Stevie Gray

Personal information
- Date of birth: 7 February 1967
- Place of birth: Glasgow, Scotland
- Date of death: 19 September 2009 (aged 42)
- Place of death: Irvine, Scotland
- Position(s): Right winger

Youth career
- 1983–1985: Aberdeen

Senior career*
- Years: Team / Apps / (Gls)
- 1985–1990: Aberdeen / 37 / (2)
- 1989–1993: Airdrieonians / 48 / (10)
- 1993–1998: Huntly
- Total:  / 85 / (12)

International career
- 1986: Scotland U21 / 1 / (0)

= Stevie Gray =

Scottish footballer

Stephen Gray (7 February 1967 – 19 September 2009) was a Scottish professional footballer who played as a right winger.
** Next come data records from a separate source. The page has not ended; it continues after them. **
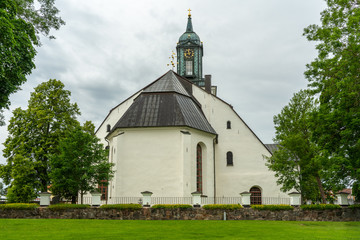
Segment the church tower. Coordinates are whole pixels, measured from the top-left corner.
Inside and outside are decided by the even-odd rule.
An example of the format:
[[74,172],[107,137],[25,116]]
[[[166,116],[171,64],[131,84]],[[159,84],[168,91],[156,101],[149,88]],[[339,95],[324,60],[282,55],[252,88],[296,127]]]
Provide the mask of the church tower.
[[188,22],[186,31],[180,36],[176,46],[177,52],[177,73],[199,87],[204,87],[205,82],[202,77],[202,57],[203,44],[199,36],[194,32],[190,9],[188,10]]

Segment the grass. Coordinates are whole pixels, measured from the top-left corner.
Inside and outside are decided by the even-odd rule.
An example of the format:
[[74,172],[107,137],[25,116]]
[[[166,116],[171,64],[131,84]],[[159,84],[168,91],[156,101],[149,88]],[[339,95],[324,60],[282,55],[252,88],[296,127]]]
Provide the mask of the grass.
[[0,219],[0,239],[360,239],[360,222]]

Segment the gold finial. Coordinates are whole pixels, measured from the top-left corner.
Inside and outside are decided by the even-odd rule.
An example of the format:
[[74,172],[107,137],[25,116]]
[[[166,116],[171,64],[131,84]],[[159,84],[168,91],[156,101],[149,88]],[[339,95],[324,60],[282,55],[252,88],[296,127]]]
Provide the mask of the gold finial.
[[190,13],[190,12],[191,12],[191,9],[189,8],[189,10],[188,10],[188,11],[189,11],[188,16],[189,16],[189,17],[191,17],[191,13]]
[[171,51],[171,56],[169,57],[170,64],[167,64],[167,66],[171,66],[172,70],[174,70],[174,67],[175,67],[175,63],[174,63],[175,58],[176,58],[176,55],[175,55],[174,51]]

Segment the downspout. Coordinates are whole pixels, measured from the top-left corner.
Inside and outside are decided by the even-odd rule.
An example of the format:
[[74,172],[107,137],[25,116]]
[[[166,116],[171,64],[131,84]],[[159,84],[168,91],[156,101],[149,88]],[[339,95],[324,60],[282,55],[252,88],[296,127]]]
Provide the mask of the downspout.
[[[111,149],[110,149],[110,142],[109,142],[109,140],[107,140],[107,138],[106,137],[104,137],[104,139],[105,139],[105,141],[108,143],[108,149],[109,149],[109,157],[108,157],[108,159],[109,159],[109,162],[110,162],[110,154],[111,154]],[[111,191],[111,185],[110,185],[110,181],[108,182],[108,190],[109,191],[107,191],[107,194],[108,194],[108,196],[106,197],[106,204],[108,204],[108,199],[109,198],[111,198],[111,194],[110,194],[110,191]]]

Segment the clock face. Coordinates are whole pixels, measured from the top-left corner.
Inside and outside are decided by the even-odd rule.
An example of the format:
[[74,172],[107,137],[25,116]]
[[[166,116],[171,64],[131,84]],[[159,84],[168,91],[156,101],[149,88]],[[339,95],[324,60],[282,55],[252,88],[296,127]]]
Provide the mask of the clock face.
[[184,56],[185,58],[192,58],[194,57],[194,50],[192,49],[186,49],[185,52],[184,52]]

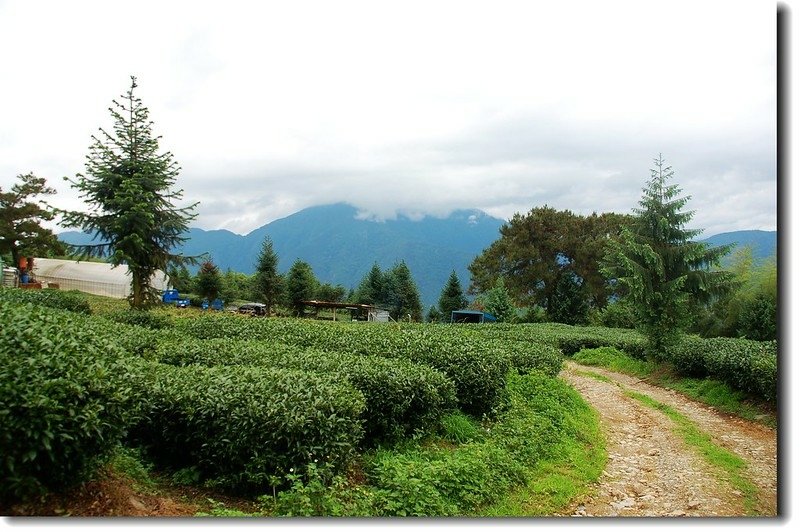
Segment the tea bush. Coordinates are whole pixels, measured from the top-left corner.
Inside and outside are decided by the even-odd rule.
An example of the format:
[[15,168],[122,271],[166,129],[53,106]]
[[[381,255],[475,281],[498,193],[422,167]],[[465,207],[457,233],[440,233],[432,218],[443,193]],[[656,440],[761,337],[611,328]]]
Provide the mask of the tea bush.
[[194,466],[238,492],[263,490],[315,460],[347,463],[364,397],[338,376],[246,366],[157,366],[151,409],[132,430],[158,464]]
[[269,366],[340,375],[364,394],[368,443],[425,429],[456,404],[450,379],[429,366],[403,359],[224,338],[162,342],[157,356],[178,365]]
[[694,377],[713,377],[738,390],[777,399],[778,345],[739,338],[685,337],[670,348],[667,360]]
[[116,310],[105,314],[103,317],[117,323],[137,325],[146,329],[166,329],[172,325],[172,320],[169,316],[148,310]]
[[247,338],[355,355],[406,359],[447,375],[456,386],[459,408],[480,416],[502,404],[509,368],[555,375],[557,351],[526,340],[509,343],[502,336],[453,325],[319,323],[307,320],[248,319],[209,315],[176,322],[180,333],[195,338]]
[[0,499],[85,479],[143,405],[143,362],[89,320],[0,300]]
[[29,290],[0,287],[0,301],[11,303],[33,303],[42,307],[57,308],[91,314],[92,309],[86,297],[77,290],[64,291],[55,289]]

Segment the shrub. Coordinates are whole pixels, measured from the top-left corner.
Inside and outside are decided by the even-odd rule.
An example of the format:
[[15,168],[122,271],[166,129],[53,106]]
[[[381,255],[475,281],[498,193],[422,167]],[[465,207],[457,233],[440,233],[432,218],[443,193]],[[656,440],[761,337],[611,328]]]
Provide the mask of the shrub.
[[149,310],[126,309],[105,314],[104,317],[125,325],[137,325],[146,329],[166,329],[172,325],[172,320],[164,314],[156,314]]
[[403,359],[232,339],[164,342],[157,356],[178,365],[268,366],[340,375],[364,394],[367,443],[425,429],[456,403],[453,382],[444,374]]
[[239,492],[265,490],[271,476],[315,460],[341,469],[363,431],[363,395],[335,376],[162,364],[151,393],[133,441],[162,466],[195,466]]
[[768,401],[777,398],[777,342],[686,337],[667,353],[685,375],[709,376]]
[[0,499],[78,483],[135,421],[143,366],[79,314],[0,301],[0,323]]
[[0,287],[0,301],[10,303],[33,303],[42,307],[69,310],[81,314],[91,314],[92,309],[86,297],[77,290],[62,292],[61,290],[22,290],[19,288]]

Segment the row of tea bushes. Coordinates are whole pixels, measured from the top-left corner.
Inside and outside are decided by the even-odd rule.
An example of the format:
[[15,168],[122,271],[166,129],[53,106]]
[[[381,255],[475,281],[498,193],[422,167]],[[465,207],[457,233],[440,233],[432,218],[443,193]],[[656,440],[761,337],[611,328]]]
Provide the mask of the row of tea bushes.
[[456,405],[453,382],[409,360],[331,353],[265,341],[215,338],[161,342],[159,360],[174,365],[264,366],[336,374],[364,394],[365,440],[411,435]]
[[667,359],[684,375],[712,377],[767,401],[777,400],[775,341],[687,336],[669,349]]
[[131,432],[158,464],[264,492],[304,464],[341,470],[362,438],[364,396],[337,375],[252,366],[155,366]]
[[85,479],[140,416],[147,364],[92,318],[0,298],[0,500]]
[[247,338],[353,355],[399,358],[425,364],[456,386],[459,407],[481,416],[499,406],[508,370],[555,375],[557,349],[547,344],[506,342],[468,334],[460,326],[320,323],[210,315],[176,320],[179,334],[199,339]]
[[79,312],[81,314],[91,314],[92,309],[86,297],[77,290],[23,290],[20,288],[0,287],[0,301],[9,303],[32,303],[42,307],[57,308]]

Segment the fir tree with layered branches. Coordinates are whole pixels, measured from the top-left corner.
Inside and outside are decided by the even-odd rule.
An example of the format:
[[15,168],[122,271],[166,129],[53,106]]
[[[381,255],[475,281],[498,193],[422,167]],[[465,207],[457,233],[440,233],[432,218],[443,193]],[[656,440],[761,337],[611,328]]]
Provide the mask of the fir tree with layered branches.
[[660,154],[654,162],[633,223],[611,243],[603,272],[627,293],[649,353],[659,359],[688,325],[691,306],[723,295],[733,276],[711,271],[731,246],[693,240],[702,230],[685,228],[694,216],[684,211],[691,198],[670,183],[674,172]]
[[134,95],[136,78],[121,102],[109,107],[113,131],[100,128],[92,136],[86,156],[86,174],[65,178],[79,190],[88,212],[60,211],[67,226],[95,235],[98,243],[78,246],[84,256],[110,257],[115,266],[125,264],[131,273],[131,306],[146,307],[158,301],[152,286],[158,270],[193,262],[173,253],[187,240],[184,233],[195,218],[196,203],[177,207],[183,191],[175,189],[180,171],[172,153],[159,151],[161,137],[141,99]]

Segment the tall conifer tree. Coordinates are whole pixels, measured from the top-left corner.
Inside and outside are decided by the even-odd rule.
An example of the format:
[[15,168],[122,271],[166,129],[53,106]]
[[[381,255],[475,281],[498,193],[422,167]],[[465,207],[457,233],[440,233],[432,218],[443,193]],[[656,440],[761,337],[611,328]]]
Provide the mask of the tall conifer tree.
[[270,309],[280,299],[283,291],[283,277],[278,273],[278,254],[272,247],[272,239],[264,237],[261,253],[258,255],[254,278],[255,291],[267,305],[267,316]]
[[82,194],[88,212],[66,212],[65,225],[94,233],[99,243],[78,246],[86,256],[110,254],[114,265],[127,264],[131,272],[131,305],[145,307],[158,301],[152,287],[157,270],[191,261],[172,250],[186,241],[183,234],[195,218],[196,203],[176,207],[183,191],[174,189],[180,168],[170,152],[160,152],[152,133],[149,111],[134,95],[136,78],[109,108],[112,132],[100,128],[92,136],[86,156],[86,175],[67,179]]
[[634,221],[611,243],[603,271],[626,289],[650,354],[660,358],[688,324],[690,305],[724,294],[732,275],[710,271],[731,246],[693,240],[702,230],[684,227],[694,215],[683,211],[690,197],[668,183],[674,172],[660,154],[654,162]]
[[458,275],[453,270],[444,288],[442,288],[442,294],[439,296],[440,319],[449,322],[450,315],[454,310],[459,310],[466,306],[467,298],[461,288],[461,281],[458,280]]

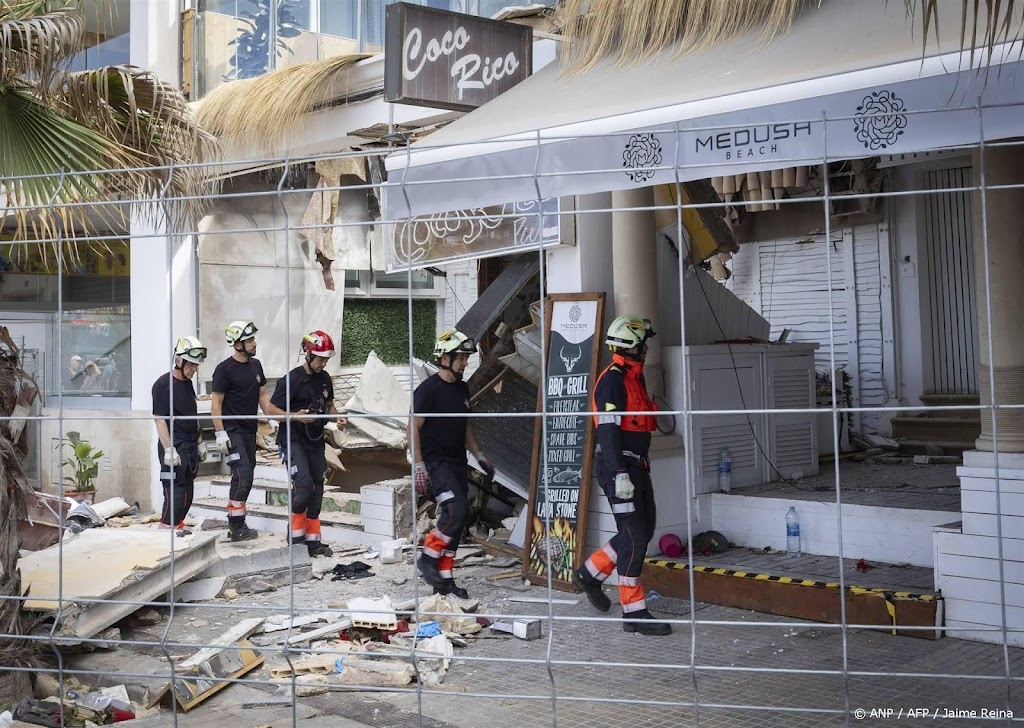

Gray made 85 appearances in the Scottish Football League for Aberdeen and Airdrieonians between 1985 and 1993. Gray also represented Scotland at under-21 international level.

==Career==
Born in Glasgow, Gray won the Scottish Youth Cup with Aberdeen in 1985, and then broke into the first team managed by Alex Ferguson, winning the 1985 Scottish League Cup Final. He left Aberdeen in 1989 to join second-tier Airdrie for a fee of £70,000, where he was part of the team managed by Jimmy Bone which achieved promotion to the Premier Division in 1991, but he dropped out of the senior game in 1993 to sign for Highland League team Huntly.

==Death==
Gray died on 19 September 2009 in Irvine, aged 42. After Gray's death, former teammate Stewart McKimmie commented that Gray had perhaps lost his way after Ferguson left Aberdeen in 1986.